Note: In Aubrey Blecher, Charlotte Brennan, Arnold Knopfmacher, and Toufik Mansour, "Counting corners in partitions", the following formula (Theorem 2.2) is given
$P(x,t) = t + t^2 \sum_{j\geq 1} \frac{x^j}{1-x^j} \prod_{i=1}^{j-1} \frac{1-(1-t)x^i}{1-x^i}$
Best Answer
Maybe this is not the kind of answer you are looking for, but it is easy to see that $$ P(x,t) = \prod_{k=1}^{\infty} \frac{1-x^{k-1}(1-t)}{1-x^k}$$ because the number of corners of a partition is one plus its number of distinct parts (you always have a corner at the "top" of a series of repeated parts, plus one at the very bottom of the partition). So the term of $\frac{1-x^k(1-t)}{1-x^k} = 1 + t \frac{x^k}{1-x^k}= 1 + t(x^k + x^{2k} + \cdots)$ correspond to choosing how many parts equal to $k$ in your partition you want.

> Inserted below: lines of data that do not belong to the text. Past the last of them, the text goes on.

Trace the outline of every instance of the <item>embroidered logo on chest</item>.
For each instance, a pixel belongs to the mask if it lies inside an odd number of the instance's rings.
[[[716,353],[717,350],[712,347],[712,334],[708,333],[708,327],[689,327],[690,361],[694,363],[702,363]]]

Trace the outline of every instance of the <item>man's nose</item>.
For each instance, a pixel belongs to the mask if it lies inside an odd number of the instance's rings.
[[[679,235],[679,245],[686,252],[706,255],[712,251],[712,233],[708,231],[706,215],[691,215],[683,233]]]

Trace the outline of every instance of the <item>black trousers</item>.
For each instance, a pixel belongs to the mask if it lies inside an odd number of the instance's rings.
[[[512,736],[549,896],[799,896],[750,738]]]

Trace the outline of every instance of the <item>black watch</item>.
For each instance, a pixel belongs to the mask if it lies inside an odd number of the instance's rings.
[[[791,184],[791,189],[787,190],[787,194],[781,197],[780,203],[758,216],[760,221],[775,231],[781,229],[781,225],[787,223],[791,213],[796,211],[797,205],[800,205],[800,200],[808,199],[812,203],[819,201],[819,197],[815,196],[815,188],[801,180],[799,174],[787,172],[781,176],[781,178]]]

And then there is an extra factor of $1-x^0(1-t)=t$ for the extra corner at the bottom every partition has.
I guess this answers part 1 as well, right?

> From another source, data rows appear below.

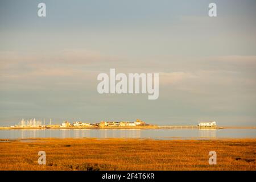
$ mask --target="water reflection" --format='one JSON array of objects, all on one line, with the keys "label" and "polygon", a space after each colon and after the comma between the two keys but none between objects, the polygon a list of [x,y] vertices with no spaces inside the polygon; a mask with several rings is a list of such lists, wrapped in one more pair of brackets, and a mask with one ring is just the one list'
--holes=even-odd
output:
[{"label": "water reflection", "polygon": [[200,138],[216,138],[216,129],[204,129],[199,130]]},{"label": "water reflection", "polygon": [[0,139],[28,138],[256,138],[256,129],[56,129],[0,130]]}]

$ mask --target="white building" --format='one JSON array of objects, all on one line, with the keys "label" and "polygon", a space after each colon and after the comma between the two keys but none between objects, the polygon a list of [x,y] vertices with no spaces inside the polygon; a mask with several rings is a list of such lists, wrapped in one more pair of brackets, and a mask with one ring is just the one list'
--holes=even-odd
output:
[{"label": "white building", "polygon": [[216,127],[216,122],[200,122],[198,125],[200,127]]}]

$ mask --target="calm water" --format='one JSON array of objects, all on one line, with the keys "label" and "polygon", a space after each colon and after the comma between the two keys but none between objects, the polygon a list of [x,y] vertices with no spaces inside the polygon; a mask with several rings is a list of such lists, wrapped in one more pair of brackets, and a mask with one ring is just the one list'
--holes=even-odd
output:
[{"label": "calm water", "polygon": [[1,130],[1,139],[27,138],[126,138],[156,139],[256,138],[256,129],[58,129]]}]

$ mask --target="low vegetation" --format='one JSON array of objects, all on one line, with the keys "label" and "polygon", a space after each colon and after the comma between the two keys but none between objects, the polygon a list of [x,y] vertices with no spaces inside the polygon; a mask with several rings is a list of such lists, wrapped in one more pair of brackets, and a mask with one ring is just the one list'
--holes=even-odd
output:
[{"label": "low vegetation", "polygon": [[[256,170],[256,139],[37,139],[0,142],[0,170]],[[217,165],[208,153],[217,152]],[[46,152],[46,165],[38,163]]]}]

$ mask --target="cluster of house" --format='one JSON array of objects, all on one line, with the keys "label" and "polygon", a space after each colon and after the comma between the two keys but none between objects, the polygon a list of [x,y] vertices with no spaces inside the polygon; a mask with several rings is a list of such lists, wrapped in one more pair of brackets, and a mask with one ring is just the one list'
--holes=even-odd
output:
[{"label": "cluster of house", "polygon": [[64,121],[61,127],[93,127],[97,126],[99,127],[104,127],[108,126],[146,126],[146,124],[144,122],[140,119],[137,119],[135,122],[129,122],[129,121],[101,121],[99,123],[84,123],[81,121],[77,121],[73,122],[72,124],[69,123],[68,121]]},{"label": "cluster of house", "polygon": [[91,124],[90,123],[83,123],[81,121],[76,121],[73,122],[72,124],[70,123],[68,121],[64,121],[61,125],[60,125],[61,127],[90,127],[93,126],[96,126],[95,123]]}]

EDIT: Okay, in response to the comment below, here is a probabilistic proof that weighting each partition $\lambda$ by $x^{|\lambda|}(1-x)^{\#\mathrm{corners}(\lambda)}$ gives a probability distribution on the set of all partitions. Imagine constructing a partition as follows. We start with the empty partition. Then we focus on its unique corner. We flip a coin that is heads with probability $x$ and tails with probability $1-x$. If we get heads, we add a box in that corner, and then move on to consider the "next" corner of the partition we've built so far, moving left to right and top to bottom. (I am always using "English" notation for partitions/Young diagrams, by the way.) When we flip a tails at a corner, we leave that box empty, but we still move on to the next corner. Unless we flipped tails at the bottom corner (i.e., in a row with no boxes in it), in which case we stop and output the partition we've made. It is not hard to see that we produce each $\lambda$ with probability $x^{|\lambda|}(1-x)^{\#\mathrm{corners}(\lambda)}$. Maybe a small additional argument is needed to explain why we terminate with probability $1$.